In general relativity the twin that stayed on the planet can be younger than the twin travelling up and down again, thanks to the principle of maximized proper time.

bob.sacamento asked: "In a related question, what if we had triplets instead of twins and the third triplet spent the whole time weightless (ignoring health effects) in a space station orbiting the Earth?
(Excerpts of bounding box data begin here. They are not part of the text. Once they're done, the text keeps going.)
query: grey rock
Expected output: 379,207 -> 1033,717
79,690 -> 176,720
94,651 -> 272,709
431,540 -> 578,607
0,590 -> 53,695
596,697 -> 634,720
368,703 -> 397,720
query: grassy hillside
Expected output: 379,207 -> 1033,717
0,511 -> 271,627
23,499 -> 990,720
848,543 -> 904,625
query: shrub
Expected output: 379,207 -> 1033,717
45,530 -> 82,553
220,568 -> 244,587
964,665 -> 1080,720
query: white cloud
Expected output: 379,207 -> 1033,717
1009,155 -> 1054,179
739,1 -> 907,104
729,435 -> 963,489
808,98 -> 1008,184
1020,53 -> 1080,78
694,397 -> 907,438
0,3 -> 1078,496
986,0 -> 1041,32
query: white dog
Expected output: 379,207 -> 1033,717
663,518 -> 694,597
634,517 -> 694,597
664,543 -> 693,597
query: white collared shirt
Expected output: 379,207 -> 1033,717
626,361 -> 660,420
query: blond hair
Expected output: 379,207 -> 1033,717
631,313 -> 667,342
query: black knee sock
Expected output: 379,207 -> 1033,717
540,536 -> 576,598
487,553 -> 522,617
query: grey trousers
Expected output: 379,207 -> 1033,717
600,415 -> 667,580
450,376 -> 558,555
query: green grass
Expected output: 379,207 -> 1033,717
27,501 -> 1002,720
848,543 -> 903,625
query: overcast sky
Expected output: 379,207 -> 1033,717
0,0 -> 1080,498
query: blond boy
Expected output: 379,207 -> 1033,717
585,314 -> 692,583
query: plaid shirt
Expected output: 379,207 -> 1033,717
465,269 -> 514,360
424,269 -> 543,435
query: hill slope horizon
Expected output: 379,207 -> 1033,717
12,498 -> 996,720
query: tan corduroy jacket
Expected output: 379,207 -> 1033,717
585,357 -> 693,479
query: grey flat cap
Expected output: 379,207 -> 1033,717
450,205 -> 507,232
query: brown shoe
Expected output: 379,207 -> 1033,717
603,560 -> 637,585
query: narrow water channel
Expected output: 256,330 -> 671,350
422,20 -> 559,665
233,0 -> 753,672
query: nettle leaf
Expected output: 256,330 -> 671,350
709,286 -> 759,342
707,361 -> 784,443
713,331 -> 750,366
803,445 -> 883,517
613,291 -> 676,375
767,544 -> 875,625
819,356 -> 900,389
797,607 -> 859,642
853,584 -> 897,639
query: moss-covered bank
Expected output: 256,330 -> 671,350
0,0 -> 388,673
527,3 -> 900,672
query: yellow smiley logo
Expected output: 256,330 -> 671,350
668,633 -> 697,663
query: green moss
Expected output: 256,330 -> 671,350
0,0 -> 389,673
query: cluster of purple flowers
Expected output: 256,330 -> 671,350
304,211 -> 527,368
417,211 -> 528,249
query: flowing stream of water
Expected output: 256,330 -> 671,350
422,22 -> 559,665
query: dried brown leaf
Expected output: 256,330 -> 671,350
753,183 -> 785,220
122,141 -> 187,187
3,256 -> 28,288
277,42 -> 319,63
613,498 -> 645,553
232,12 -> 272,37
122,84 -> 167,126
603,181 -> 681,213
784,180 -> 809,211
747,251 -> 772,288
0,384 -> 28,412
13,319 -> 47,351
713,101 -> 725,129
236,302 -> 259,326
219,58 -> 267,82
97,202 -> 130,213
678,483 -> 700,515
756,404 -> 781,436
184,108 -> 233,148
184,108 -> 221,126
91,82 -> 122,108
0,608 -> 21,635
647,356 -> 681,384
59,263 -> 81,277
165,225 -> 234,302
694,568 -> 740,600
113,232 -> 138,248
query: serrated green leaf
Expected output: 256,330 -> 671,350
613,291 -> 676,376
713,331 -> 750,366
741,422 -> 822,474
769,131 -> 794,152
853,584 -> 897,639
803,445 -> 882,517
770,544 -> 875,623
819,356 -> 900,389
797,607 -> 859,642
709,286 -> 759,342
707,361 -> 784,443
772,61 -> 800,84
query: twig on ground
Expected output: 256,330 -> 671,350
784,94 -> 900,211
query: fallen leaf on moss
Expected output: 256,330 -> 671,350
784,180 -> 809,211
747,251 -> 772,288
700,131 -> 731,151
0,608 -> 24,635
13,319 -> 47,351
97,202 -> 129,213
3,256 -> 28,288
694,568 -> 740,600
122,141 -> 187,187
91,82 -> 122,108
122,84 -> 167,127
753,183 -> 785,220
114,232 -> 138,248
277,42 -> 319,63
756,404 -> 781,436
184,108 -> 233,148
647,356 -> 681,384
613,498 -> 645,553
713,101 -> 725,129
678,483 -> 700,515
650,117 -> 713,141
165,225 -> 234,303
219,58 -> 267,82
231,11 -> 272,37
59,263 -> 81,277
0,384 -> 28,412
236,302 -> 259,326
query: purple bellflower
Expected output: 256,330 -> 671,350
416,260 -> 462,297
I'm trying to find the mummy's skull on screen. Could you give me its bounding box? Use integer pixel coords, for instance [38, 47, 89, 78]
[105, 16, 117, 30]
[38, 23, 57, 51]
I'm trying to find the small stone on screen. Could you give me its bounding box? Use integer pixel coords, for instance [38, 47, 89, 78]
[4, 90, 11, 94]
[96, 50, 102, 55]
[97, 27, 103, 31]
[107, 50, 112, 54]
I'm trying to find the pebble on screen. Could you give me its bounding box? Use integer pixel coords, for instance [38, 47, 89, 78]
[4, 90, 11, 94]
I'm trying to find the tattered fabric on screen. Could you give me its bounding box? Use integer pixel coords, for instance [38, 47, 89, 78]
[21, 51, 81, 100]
How would he age compared to his siblings?"

If we place one triplet (green) stationary at $\rm r_0=2 \ r_s$, launch another into orbit (red) and the third one (blue) is shot up with the required velocity to have him back at the same event the orbiting triplet returns, the blue triplet will have the longest proper time $(\tau=39.829 \rm \ GM/c^3)$, the one who stayed at home is in the middle $(\tau=8 \pi \surd 2=35.543 \rm \ GM/c^3)$ and the one in orbit will be the youngest $(\tau=8 \pi = 25.133 \rm \ GM/c^3)$, for the detailed calculation see here.

In this example the launch velocities required are $\rm v=c/ \surd 2$ for the red one in a circular orbit and $\rm v=0.574 \rm \ c$ for the blue one going up and down.

Answer 2

According to The General Theory of Relativity, acceleration and gravitation are not "distinguishable from each other!" The "thought experiment in an elevator" is used to prove this! (As well as showing that light falls in a gravitational field!)

According to Special Relativity there is no "absolute speed", nor are there any "favored" frames of reference!

Postulating the Twin Paradox, is like taking a "walk out of Relativity", in order to postulate a twin as moving "close to the speed of light", when the other twin is "at rest on Earth".

(This is not "possible", to make such a statement, according to Special relativity, since all speeds are measured as being relative to something else!)